Oft und gerne mache ich eine simple cremige Gemüsesuppe, die ein wunderbares Opfer für meinen kreativen Gestaltungsdrang ist.

Ich bemale die Suppe mit Sahne, manchmal “klebe” ich auch Nordseekrabben, Speckwürfelchen oder Wurststückchen in netten Mustern ein und verwende andere leckere und optisch interessante “Strukturmittel” wie Kräuter und Gewürze.

Meine Künstlersuppe ist ein essbares Gemälde. Vielleicht merkst du daran, dass ich gerne male, aber leider momentan zu wenig Zeit dafür habe…

Dreimal Künstlersuppe: abstrakt und Portraitsuppe *ggg*

Bei dieser Suppe sind die Farben genauso wichtig wie der Geschmack. Gerne mache ich eine grüne Suppe, dann stürze ich mich in den Garten, fange das ganze wild wuchernde Mangold ein und verwandle es nach Anschwitzen in Butter oder Olivenöl mit Kartoffeln zu einer cremigen Suppe.

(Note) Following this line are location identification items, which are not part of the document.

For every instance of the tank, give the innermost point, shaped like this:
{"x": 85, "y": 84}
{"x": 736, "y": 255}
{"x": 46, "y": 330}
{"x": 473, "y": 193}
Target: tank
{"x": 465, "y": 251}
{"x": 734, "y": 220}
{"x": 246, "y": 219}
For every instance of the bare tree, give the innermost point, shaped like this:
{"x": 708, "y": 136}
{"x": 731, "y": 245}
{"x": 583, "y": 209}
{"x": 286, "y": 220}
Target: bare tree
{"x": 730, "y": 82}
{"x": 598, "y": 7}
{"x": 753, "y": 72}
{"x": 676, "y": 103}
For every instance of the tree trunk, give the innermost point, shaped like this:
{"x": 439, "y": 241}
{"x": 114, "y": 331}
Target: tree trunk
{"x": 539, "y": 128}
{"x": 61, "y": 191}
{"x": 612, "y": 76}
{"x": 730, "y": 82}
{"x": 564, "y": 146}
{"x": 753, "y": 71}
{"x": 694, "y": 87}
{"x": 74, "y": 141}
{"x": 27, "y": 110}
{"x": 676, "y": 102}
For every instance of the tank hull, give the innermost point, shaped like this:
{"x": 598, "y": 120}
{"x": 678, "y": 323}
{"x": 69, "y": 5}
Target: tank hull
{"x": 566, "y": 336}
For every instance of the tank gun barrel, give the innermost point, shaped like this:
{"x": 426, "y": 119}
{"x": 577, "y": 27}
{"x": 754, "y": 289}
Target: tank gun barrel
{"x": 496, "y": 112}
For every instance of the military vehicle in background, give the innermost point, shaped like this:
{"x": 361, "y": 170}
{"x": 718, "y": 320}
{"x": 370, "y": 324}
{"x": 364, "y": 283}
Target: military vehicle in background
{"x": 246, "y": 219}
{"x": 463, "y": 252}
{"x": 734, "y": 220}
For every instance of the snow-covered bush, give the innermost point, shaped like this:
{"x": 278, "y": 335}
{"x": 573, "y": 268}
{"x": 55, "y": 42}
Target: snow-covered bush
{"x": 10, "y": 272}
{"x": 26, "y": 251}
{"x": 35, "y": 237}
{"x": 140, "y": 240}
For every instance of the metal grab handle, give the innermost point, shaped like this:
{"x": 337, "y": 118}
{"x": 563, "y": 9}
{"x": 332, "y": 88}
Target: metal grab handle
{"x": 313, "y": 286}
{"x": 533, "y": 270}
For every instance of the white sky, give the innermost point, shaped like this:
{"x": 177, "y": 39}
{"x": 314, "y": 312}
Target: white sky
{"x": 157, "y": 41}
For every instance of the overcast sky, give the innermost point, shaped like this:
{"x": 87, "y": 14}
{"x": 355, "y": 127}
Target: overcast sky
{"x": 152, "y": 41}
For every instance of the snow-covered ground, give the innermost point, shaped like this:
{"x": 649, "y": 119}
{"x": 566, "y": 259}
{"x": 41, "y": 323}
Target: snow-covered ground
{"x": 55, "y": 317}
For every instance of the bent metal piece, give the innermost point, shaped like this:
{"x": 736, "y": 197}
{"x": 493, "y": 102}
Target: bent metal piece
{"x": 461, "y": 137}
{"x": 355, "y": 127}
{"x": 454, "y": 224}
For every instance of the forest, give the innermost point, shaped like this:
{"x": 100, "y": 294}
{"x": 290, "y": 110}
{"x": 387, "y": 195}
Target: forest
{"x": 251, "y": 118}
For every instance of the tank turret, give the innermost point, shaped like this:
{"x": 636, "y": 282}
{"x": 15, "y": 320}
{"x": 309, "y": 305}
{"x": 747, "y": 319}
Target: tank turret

Ein interessantes Farbtönchen, das ich als rosa-bräunlich und leckerer schmeckend als es aussieht beschreiben würde, bekommt die Suppe mit Rote-Rübe-Blättern, am besten halbe-halbe mit Mangold. Sehr gut drin machen sich darin gekochte Rote Rübenstücke, die interessante violette Schlieren hinter sich ziehen. Wenn du auch eine Rübe mit pürierst, bekommst du ein schönes lilarotes Süppchen.

Das Hauptmotiv male ich mit Sahne und damit es nicht untergeht, muss die Suppe eine gewisse Dicke haben.

Meist male ich in einem schwungvollen zusammenhängenden “Strich” ein Gesicht, ein Profil, Phantasiewesen oder ein Muster, das ich dann mit einem Löffelstil marmoriere.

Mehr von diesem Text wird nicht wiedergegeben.